#tüm antabuse entry'leri

abd profesyonel basketbol ligi demektir. hatta bir nevi basketbolseverlerin buluşma noktasıdır. burası sahibi de olan bir şirkettir, devlete veya federasyona bağlı değildir. (mesela david stern diye bir sahibi vardı, 30 yıl bu görevi yürüttü.)

(bilgisi olmayanlar için) abd basketbol liginde 15'i doğu eyaletleri ve 15'i batı eyaletleri olmak üzere 30 takım bulunur. takımlar kendi konferanslarındaki ve diğer konferanslardaki takımlarla toplam 81 maç yapar. (hatta doğu ve batı konferansları da kendi içlerinde ayrılır, güneybatı vb. gibi)

toplam 81 maç sonucunda galibiyet mağlubiyet oranına göre kendi konferansındaki ilk 8 takım play-off oynamaya hak kazanır. play-off eşleşmeleri 1. takım 8. takım ile 2. takım 7. takım ile 3. takım 6. takım ve son olarak 4. takım 5. takım ile eşleşir. burada daha çok galibiyet yüzdesine sahip takıma kattığı şey saha avantajı elde etmesidir. bunun dışında bir avantaj sağlamamaktadır.(iki takımın arasındaki maçlar da önemsizdir)

play-off eşleşmelerinde seride 4 galibiyet elde eden bir üst tura yükselir. bir üst turda da karşılaşacağı rakipten normal sezonda daha fazla galibiyet yüzdesine sahip takım saha avantajını elde eder. yine 4 galibiyet elde eden bir üst tura yükselir ve bu sıralama konferans birincisi elde edilene dek devam eder.

konferans birincileri de finallerde karşı karşıya gelir. senenin şampiyonu da doğu ve batı konferans birincilerinin müsabakaları sonucunda belirlenir.

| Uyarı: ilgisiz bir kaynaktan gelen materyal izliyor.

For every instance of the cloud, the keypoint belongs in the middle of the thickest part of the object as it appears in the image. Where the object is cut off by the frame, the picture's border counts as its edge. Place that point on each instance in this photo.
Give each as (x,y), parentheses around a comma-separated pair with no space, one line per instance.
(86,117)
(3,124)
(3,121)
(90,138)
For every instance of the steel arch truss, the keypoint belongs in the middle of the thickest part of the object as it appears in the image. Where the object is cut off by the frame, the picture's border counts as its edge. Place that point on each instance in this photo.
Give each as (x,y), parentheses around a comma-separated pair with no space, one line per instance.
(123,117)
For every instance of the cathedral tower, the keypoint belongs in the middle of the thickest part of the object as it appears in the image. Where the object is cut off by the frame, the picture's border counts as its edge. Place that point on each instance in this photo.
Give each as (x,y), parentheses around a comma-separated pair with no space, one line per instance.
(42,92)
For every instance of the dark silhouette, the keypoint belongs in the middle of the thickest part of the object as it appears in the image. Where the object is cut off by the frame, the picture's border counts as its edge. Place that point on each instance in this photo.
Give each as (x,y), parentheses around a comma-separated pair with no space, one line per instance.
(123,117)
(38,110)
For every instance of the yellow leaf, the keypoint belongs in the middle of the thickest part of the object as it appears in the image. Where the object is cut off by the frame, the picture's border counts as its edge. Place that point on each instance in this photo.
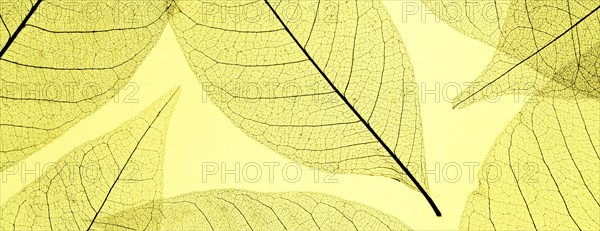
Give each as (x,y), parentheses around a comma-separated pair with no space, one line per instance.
(61,61)
(246,210)
(327,84)
(117,171)
(535,41)
(544,170)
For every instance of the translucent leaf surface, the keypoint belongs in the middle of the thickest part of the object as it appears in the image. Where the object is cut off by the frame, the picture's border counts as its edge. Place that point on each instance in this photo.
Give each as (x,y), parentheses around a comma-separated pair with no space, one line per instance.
(543,172)
(326,83)
(535,41)
(246,210)
(60,61)
(119,170)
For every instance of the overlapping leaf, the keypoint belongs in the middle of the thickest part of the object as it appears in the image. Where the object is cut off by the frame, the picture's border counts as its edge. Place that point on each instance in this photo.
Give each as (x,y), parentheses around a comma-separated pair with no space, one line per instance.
(325,83)
(246,210)
(536,40)
(119,170)
(61,61)
(543,172)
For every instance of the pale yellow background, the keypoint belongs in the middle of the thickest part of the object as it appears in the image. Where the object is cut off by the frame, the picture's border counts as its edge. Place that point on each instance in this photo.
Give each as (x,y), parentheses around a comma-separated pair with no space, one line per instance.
(199,132)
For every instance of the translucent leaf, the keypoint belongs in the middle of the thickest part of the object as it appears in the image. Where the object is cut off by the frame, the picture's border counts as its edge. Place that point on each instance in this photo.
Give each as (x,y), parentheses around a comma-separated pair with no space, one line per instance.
(119,170)
(544,170)
(537,40)
(325,83)
(246,210)
(62,60)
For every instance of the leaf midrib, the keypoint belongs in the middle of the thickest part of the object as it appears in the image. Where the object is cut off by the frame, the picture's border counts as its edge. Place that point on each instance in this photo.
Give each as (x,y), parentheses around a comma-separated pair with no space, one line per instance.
(525,60)
(364,122)
(129,158)
(21,26)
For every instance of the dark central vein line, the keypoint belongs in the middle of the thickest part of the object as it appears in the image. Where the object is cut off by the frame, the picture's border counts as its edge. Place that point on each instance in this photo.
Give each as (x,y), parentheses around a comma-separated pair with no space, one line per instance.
(390,152)
(21,26)
(129,158)
(524,60)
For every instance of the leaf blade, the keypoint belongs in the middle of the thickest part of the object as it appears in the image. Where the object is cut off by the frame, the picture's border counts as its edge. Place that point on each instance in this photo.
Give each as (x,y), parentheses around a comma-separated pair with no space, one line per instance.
(124,164)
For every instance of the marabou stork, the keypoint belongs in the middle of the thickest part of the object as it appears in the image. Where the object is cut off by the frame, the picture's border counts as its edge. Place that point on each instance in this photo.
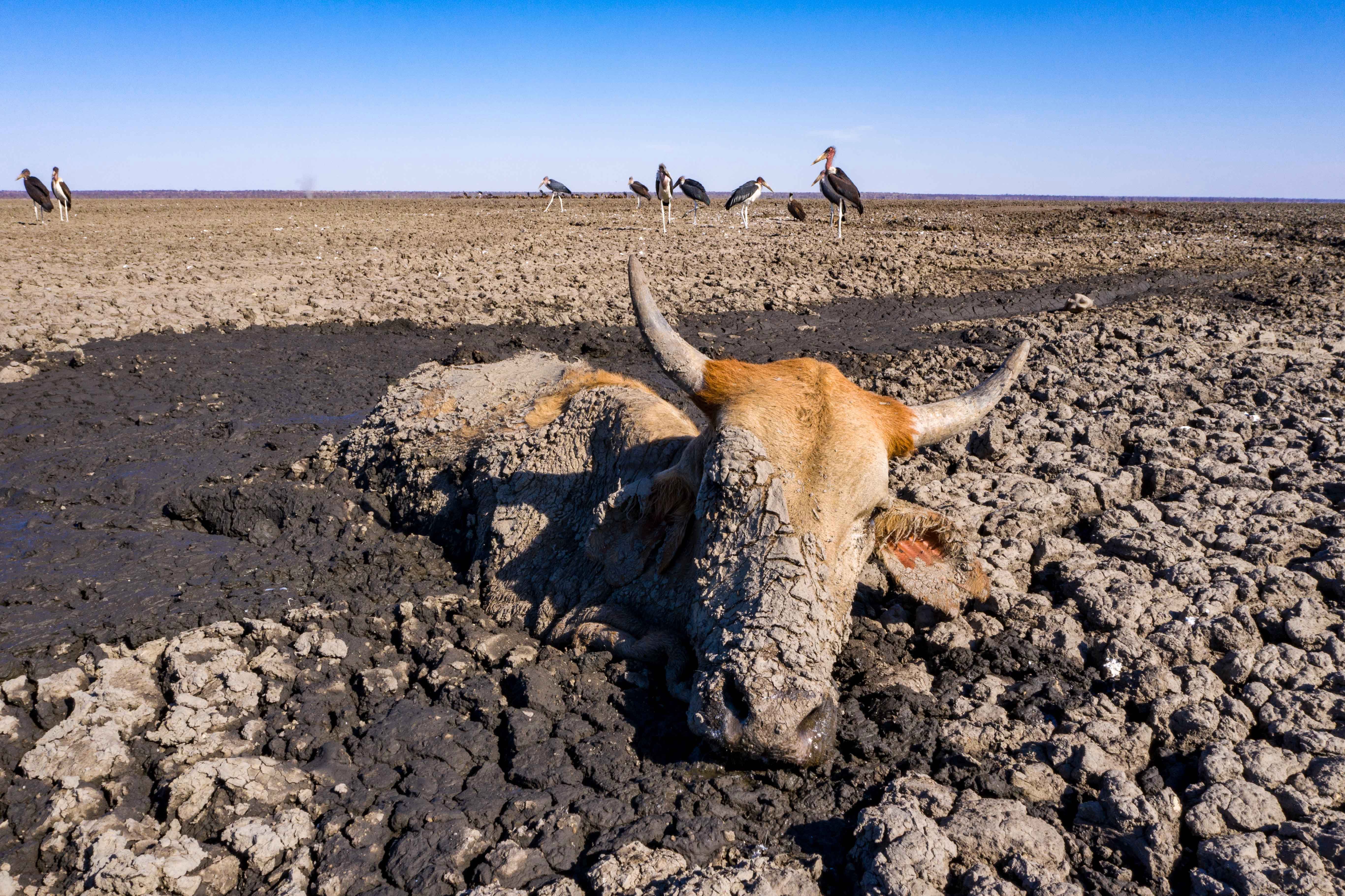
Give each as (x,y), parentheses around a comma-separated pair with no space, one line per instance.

avrupa basketbolundan farklılıkları ise aşağıdaki gibidir:

- maçlar 48 dakikadır.
- bir oyuncu 6 faul alırsa oyun dışında kalır.
- kullanılan mola süreleri sabit olmayıp 20 saniyelik molalar da kullanılabilir.
- bir oyuncu maç devam ederken de mola alabilir.
- (her ne kadar yazılı olmasa da) hakemler hatalı yürüme çalma konusunda isteksizdir. bir maçta steps çalınmadan maç sonuçlanmış olması pek mümkündür. (topu bir oyuncunun panyaya çarptırıp smaçlaması normalde hatalı yürümedir.)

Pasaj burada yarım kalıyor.